Friday August 27, 1999
Goran Paskaljevic's corrosive "Cabaret Balkan" deftly lifts Dejan Dukovski's prizewinning play off the stage and out into the streets of Belgrade to reveal in the everyday encounters between people a society rapidly disintegrating. The very fabric of civilization is in such tatters that everyone seems vulnerable to regressing to the most savage displays of anger and ruthless survival-of-the-fittest behavior. At the same time, the filmmakers manage to find an exceedingly bleak humor in the absurdity of their country's predicament, which is characteristic not only of the present-day Balkan cinema but also of that of long-beleaguered Eastern Europe.
Much like the effete emcee in "Cabaret," this film's decadent-looking Belgrade nightclub entertainer, Boris (Nikola Ristanovski), opens the film with his pithy, cynical comments on the current state of affairs in the former Yugoslavia. A chain-smoking taxi driver (Nebosja Glogovac) drops off Michael (Miki Manojlovic) at that club. (That driver will reappear, as do many others, as vignettes interconnect.) Michael fled the country five years earlier without so much as leaving a note behind and has now returned, much better off financially and eager to make amends to his abandoned fiancee, Natalia (Mirjana Karanovic), who happens to be Boris' sister.
Meanwhile, a young unlicensed driver, Alex (Marko Urosevic), has collided with a vintage VW belonging to the irate Jovan (Bogdan Diklic), who has owned it for decades without getting so much as a scratch. Alex expresses a desire to resolve the matter amicably, but like many others, Jovan vents upon whoever's handy his displaced rage over what's happening in his country, in this case the hapless Alex and even Alex's father, Viktor (Danil Bata Stojkovic), wrecking the family apartment in the process. Jovan has brought along his boxer buddy (Dragan Nikolic) who, in turn, later gets into a deadly match in the ring with an old friend (Lazar Ristovski); they launch into such a lengthy confession of mutual betrayals that you know it won't end well.

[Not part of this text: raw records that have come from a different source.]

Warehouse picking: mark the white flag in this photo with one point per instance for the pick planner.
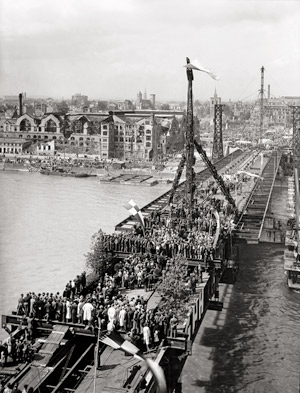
(195, 65)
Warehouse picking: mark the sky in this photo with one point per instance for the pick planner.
(112, 49)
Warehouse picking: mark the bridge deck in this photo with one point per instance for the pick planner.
(160, 203)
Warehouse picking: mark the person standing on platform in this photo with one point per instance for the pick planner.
(87, 311)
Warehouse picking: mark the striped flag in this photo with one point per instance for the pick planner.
(195, 65)
(115, 341)
(134, 210)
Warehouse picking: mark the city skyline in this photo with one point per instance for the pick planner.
(112, 50)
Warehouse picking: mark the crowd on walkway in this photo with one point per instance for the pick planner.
(107, 306)
(151, 253)
(170, 235)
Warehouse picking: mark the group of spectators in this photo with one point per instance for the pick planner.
(108, 305)
(169, 234)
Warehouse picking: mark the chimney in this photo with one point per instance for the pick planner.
(20, 104)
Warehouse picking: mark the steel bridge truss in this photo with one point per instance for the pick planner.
(217, 152)
(296, 135)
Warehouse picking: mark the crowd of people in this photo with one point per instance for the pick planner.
(108, 306)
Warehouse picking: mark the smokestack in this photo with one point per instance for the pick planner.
(20, 104)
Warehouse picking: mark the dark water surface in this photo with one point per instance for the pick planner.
(45, 229)
(258, 349)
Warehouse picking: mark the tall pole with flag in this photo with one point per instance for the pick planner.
(189, 143)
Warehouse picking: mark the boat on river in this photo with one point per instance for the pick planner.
(62, 172)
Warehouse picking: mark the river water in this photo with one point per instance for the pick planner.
(46, 227)
(45, 230)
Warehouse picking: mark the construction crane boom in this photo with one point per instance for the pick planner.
(215, 174)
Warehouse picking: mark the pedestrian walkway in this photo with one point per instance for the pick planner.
(197, 371)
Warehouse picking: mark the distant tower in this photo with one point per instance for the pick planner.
(214, 101)
(139, 97)
(20, 104)
(218, 152)
(153, 100)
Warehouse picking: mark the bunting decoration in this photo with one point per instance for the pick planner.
(134, 210)
(115, 341)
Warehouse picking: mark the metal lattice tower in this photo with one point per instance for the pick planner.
(296, 135)
(261, 120)
(217, 152)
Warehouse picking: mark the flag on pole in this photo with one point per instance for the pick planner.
(115, 341)
(195, 65)
(134, 210)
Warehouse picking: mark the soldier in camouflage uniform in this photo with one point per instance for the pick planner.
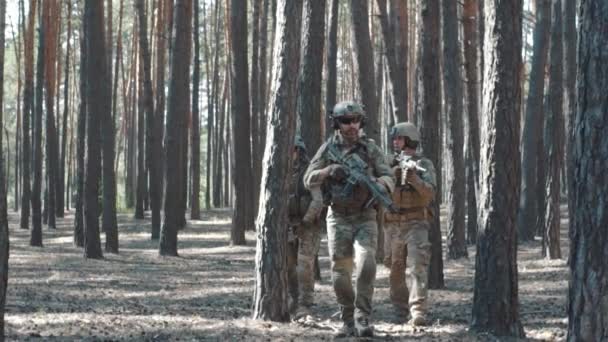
(409, 227)
(351, 228)
(303, 237)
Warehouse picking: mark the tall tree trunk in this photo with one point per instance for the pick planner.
(195, 139)
(452, 85)
(66, 83)
(395, 64)
(569, 17)
(36, 232)
(28, 112)
(80, 147)
(428, 108)
(308, 107)
(470, 28)
(588, 290)
(4, 238)
(332, 56)
(152, 139)
(95, 85)
(178, 103)
(49, 13)
(270, 292)
(365, 66)
(239, 106)
(533, 124)
(495, 298)
(554, 136)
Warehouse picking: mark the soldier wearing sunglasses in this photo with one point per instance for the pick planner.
(351, 223)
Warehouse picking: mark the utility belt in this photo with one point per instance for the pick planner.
(407, 214)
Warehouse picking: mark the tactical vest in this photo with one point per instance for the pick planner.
(360, 194)
(412, 206)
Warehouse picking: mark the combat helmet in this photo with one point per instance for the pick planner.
(346, 108)
(406, 129)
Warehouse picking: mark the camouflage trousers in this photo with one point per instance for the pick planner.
(409, 263)
(352, 241)
(303, 246)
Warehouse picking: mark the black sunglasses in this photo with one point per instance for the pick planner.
(348, 120)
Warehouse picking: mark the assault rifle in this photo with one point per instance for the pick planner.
(355, 167)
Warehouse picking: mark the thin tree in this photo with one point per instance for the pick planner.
(452, 86)
(28, 112)
(178, 106)
(95, 85)
(36, 232)
(587, 309)
(270, 292)
(195, 139)
(427, 109)
(365, 66)
(528, 212)
(332, 56)
(239, 106)
(4, 237)
(308, 106)
(495, 298)
(152, 139)
(81, 145)
(554, 137)
(471, 42)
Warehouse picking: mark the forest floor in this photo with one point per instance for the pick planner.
(206, 293)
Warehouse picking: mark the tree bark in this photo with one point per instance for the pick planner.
(95, 67)
(270, 293)
(36, 232)
(554, 137)
(364, 59)
(428, 108)
(178, 107)
(332, 56)
(239, 106)
(195, 139)
(308, 107)
(471, 43)
(28, 112)
(152, 139)
(495, 298)
(528, 211)
(452, 85)
(588, 290)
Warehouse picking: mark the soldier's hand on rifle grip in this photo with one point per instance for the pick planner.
(336, 172)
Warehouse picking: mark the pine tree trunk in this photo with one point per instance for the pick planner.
(152, 139)
(95, 85)
(428, 109)
(588, 289)
(554, 137)
(195, 139)
(533, 124)
(80, 148)
(471, 43)
(332, 56)
(309, 95)
(4, 235)
(364, 59)
(452, 85)
(270, 293)
(36, 232)
(28, 113)
(495, 298)
(239, 106)
(178, 107)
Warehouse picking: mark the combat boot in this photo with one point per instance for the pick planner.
(347, 330)
(363, 328)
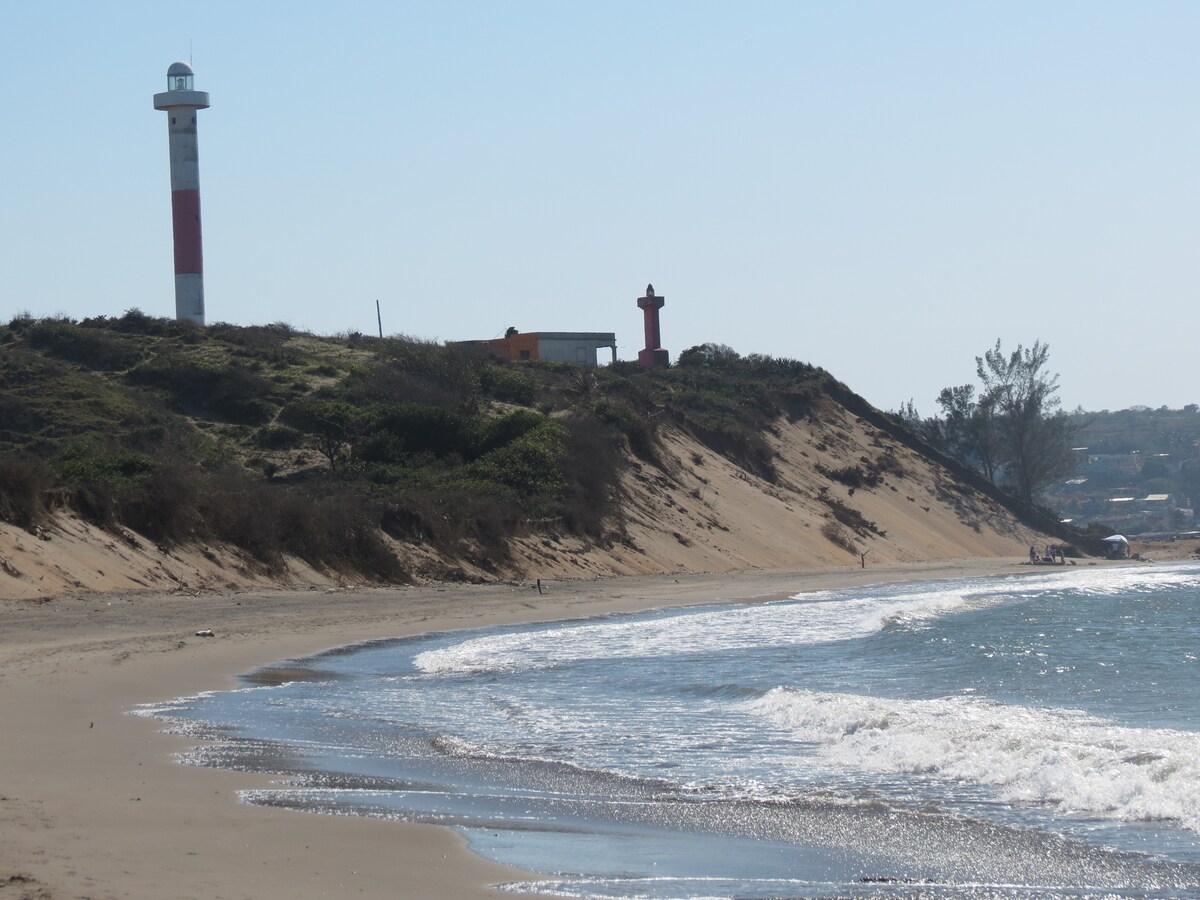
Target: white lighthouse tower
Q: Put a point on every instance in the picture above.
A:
(180, 102)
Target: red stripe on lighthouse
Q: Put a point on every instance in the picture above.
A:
(185, 214)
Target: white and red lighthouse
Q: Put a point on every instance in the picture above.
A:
(180, 102)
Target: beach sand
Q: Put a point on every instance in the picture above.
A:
(93, 803)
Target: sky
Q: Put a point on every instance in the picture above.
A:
(880, 189)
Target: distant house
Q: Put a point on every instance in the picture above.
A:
(577, 347)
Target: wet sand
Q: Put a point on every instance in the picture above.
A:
(93, 803)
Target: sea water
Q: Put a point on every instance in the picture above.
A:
(1036, 735)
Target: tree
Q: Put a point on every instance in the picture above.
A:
(1033, 437)
(969, 427)
(334, 425)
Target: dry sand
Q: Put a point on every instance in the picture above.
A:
(93, 803)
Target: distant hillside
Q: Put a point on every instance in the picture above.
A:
(231, 454)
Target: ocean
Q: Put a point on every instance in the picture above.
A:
(1029, 736)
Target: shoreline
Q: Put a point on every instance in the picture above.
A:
(93, 802)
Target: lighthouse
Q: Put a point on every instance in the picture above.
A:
(180, 101)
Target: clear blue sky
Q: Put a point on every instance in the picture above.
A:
(881, 189)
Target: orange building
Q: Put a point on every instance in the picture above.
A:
(577, 347)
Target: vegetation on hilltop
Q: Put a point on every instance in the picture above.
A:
(287, 443)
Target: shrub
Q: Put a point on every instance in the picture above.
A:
(85, 346)
(277, 437)
(231, 391)
(508, 384)
(531, 465)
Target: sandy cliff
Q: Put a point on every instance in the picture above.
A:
(695, 511)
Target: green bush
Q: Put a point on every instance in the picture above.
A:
(531, 465)
(508, 384)
(231, 391)
(88, 347)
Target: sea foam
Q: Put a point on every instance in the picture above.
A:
(1077, 762)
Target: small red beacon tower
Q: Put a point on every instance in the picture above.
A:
(653, 357)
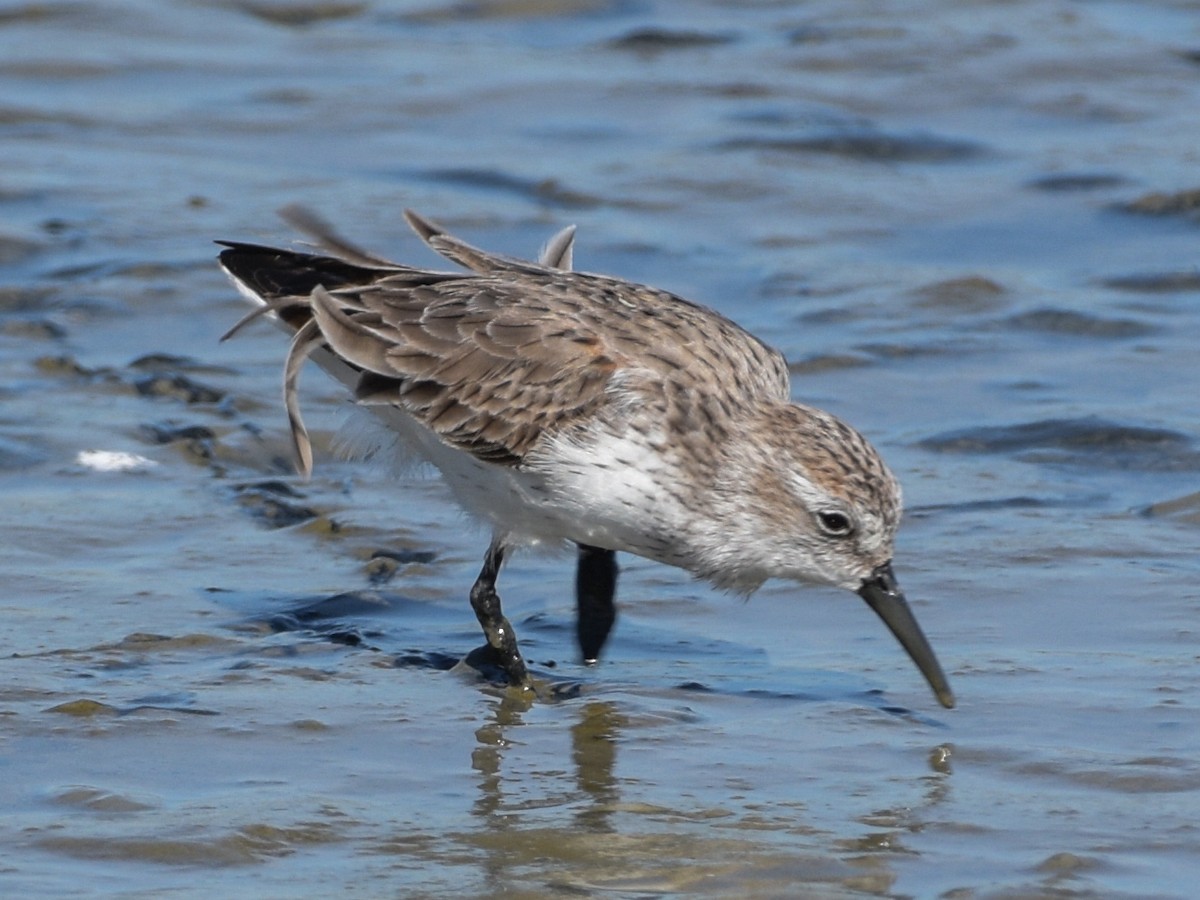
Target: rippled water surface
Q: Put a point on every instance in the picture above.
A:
(972, 227)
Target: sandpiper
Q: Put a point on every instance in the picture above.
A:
(563, 406)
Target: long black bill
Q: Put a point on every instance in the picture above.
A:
(883, 595)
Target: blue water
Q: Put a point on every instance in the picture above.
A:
(930, 208)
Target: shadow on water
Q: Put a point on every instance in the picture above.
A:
(367, 621)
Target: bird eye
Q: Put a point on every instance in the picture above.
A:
(835, 525)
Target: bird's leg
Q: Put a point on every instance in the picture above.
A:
(486, 604)
(595, 583)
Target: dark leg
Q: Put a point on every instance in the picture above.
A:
(486, 604)
(595, 585)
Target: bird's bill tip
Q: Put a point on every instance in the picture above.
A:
(882, 594)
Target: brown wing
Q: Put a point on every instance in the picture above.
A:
(495, 359)
(480, 360)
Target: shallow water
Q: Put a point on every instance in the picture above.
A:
(971, 227)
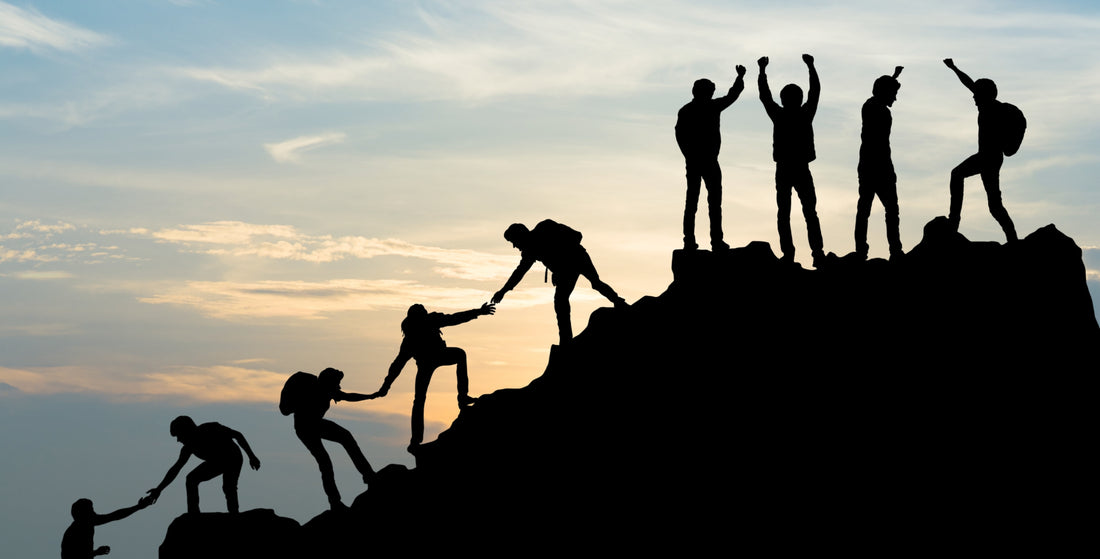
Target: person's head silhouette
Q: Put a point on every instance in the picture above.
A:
(83, 510)
(886, 89)
(703, 89)
(985, 90)
(182, 428)
(517, 234)
(330, 377)
(791, 96)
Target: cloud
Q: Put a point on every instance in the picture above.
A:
(298, 299)
(28, 29)
(284, 242)
(43, 275)
(211, 383)
(289, 151)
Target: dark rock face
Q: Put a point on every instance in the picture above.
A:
(939, 402)
(256, 533)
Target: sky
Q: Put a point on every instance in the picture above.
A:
(198, 198)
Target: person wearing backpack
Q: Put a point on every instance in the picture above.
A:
(1000, 130)
(308, 398)
(558, 247)
(424, 341)
(700, 140)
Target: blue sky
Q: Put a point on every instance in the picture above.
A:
(198, 198)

One encounter leads to another until almost all the film's 22 key characters either give way to anger or become its victims. As unflinching as it is, "Cabaret Balkan" is an edgy entertainment that is as zesty as it is mordantly outrageous. Miki Manojlovic, who has appeared in an array of films in Western Europe and even the U.S., is perhaps the film's dominant figure, a character who naively thinks you can go home again, even when your homeland is falling dangerously apart. Everyone involved, however, contributes strongly to making "Cabaret Balkan" a bristling, furious Valentine to the former Yugoslavia.